Selasa, 04 May 2010]
Fungsionaris Partai Penegak Demokrasi Indonesia (PPDI) menguji Pasal 218 ayat (3) UU Pemilu Legislatif. Inti permohonannya, penggantian antar waktu anggota legislatif tidak mengacu kepada ‘daftar calon tetap’.
Upaya Sefriths E. D. Nau untuk menjadi Anggota DPRD Kabupaten Timor Tengah Selatan, Nusa Tenggara Timur (NTT), tak main-main. Fungsionaris Partai Penegak Demokrasi Indonesia (PPDI) ini mengajukan judicial review Pasal 218 ayat (3) UU No. 10 Tahun 2008 tentang Pemilu Legislatif.
Ketentuan yang mengatur penggantian antar waktu (PAW) tersebut dinilai menghambatnya untuk duduk di kursi empuk DPRD Timor Tengah Selatan. “Pasal ini bertentangan dengan asas jaminan kepastian hukum yang adil bagi setiap orang,” ujarnya di ruang sidang Mahkamah Konstitusi (MK).
Pasal 218 ayat (3) itu secara lengkap berbunyi ‘Calon terpilih anggota DPR, DPRD Provinsi, dan DPRD Kabupaten/Kota sebagaimana dimaksud pada ayat (1) diganti dengan calon dari daftar calon tetap Partai Politik Peserta Pemilu pada daerah pemilihan yang sama berdasarkan surat keputusan pimpinan partai politik yang bersangkutan’.

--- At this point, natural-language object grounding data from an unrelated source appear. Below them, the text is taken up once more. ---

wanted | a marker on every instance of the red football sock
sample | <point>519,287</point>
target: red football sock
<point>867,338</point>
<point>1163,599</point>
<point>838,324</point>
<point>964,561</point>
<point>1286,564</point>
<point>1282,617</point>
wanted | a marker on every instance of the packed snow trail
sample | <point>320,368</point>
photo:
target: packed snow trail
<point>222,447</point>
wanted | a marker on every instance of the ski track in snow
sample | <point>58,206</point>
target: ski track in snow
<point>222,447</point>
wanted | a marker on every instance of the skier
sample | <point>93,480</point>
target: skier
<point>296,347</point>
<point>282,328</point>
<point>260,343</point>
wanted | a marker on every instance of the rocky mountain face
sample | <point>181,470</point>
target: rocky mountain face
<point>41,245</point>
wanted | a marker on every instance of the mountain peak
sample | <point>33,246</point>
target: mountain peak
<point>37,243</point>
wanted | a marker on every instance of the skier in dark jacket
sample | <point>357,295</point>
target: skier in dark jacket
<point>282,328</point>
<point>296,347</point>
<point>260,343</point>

Sefriths meminta agar MK membatalkan frase ‘daftar calon tetap’ dalam pasal tersebut. Pasalnya, PPDI yang ingin memasukan Sefriths sebagai Anggota DPRD Timor Tengah Selatan melalui mekanisme PAW terganjal aturan itu. Nama Sefriths tidak masuk daftar calon tetap (DCT) yang sudah disahkan oleh Komisi Pemilihan Umum (KPU) sebelum pemilu dilaksanakan.
Tidak adanya nama Sefriths dalam DCT itu adalah imbas dari konflik kepengurusan PPDI. Kala itu, ada dua pengurus yang mengklaim dirinya sebagai pengurus PPDI yang sah. Yakni, kubu Menik Budiwiyono dan kubu Endung Sutrisno. Sengketa ini pun sempat mampir di ranah hukum.
PPDI kubu Endung sempat menggugat Menteri Hukum dan HAM yang mengesahkan PPDI kubu Menik. Pengadilan Negeri Jakarta Selatan pada tanggal 1 Agustus 2008 pun akhirnya mengabulkan gugatan Endung ini. Berdasarkan putusan tersebut, KPU menetapkan daftar calon terpilih yang diajukan oleh PPDI kubu Endung.
Namun, putusan ini tak bertahan lama. Pada 15 Oktober 2008, Mahkamah Agung (MA) mengabulkan permohonan kasasi yang diajukan oleh Menkumham sekaligus membatalkan putusan PN Jakarta Selatan itu. Artinya, PPDI kubu Menik yang dinyatakan sah. Sayangnya, KPU tak sempat mengubah DCT karena tahapan pemilu telah berjalan.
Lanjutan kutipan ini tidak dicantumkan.